La nuit était tout à fait tombée, je m’étais tout platement endormi dans la voiture, quand un bruit de planches sous le piétinement des chevaux m’a réveillé. J’ai ouvert les yeux. J’étais dans une espèce de caverne en charpente de l’aspect le plus singulier. Au-dessus de moi, de grosses poutres courbées en cintres surbaissés et arc-boutées d’une manière inextricable portaient une voûte de ténèbres ; à droite et à gauche, de basses arcades faites de solives trapues me laissaient entrevoir deux galeries obscures et étroites, percées çà et là de trous carrés par lesquels m’arrivaient la brise de la nuit et le bruit d’une rivière. Tout au fond, à l’extrémité de cette étrange crypte, je voyais briller vaguement des bayonnettes. La voiture roulait lentement sur un plancher des fentes duquel sortait une rumeur assourdissante. Une torche éloignée, qui tremblait au vent, jetait des clartés mêlées d’ombres sur ces massives arches de bois. J’étais dans le pont couvert de Zurich. Des patrouilles bivouaquaient alentour. Rien ne peut donner une idée de ce pont, vu ainsi et à cette heure. Figurez-vous la forêt d’une cathédrale posée en travers sur un fleuve et s’ébranlant sous les roues d’une diligence.

Pendant que je vous écris tout ce fatras, le jour a paru. Je suis un peu désappointé. Zurich perd au grand jour ; je regrette les vagues profils de la nuit. Les clochers de la cathédrale sont d’ignobles poivrières. Presque toutes les façades sont ratissées et blanchies au lait de chaux.
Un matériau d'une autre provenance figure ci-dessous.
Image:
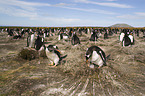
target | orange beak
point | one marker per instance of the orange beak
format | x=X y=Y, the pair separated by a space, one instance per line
x=86 y=61
x=58 y=51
J’ai à ma gauche une espèce d’hôtel Guénégaud. Mais le lac est beau ; mais, là-bas, la barrière des Alpes est admirable. Elle corrige ce que le lac, bordé de maisons blanches et de cultures vertes, a peut-être d’un peu trop riant pour moi. Les montagnes me font toujours l’effet de tombes immenses ; les basses ont un noir suaire de mélèzes, les hautes ont un blanc linceul de neige.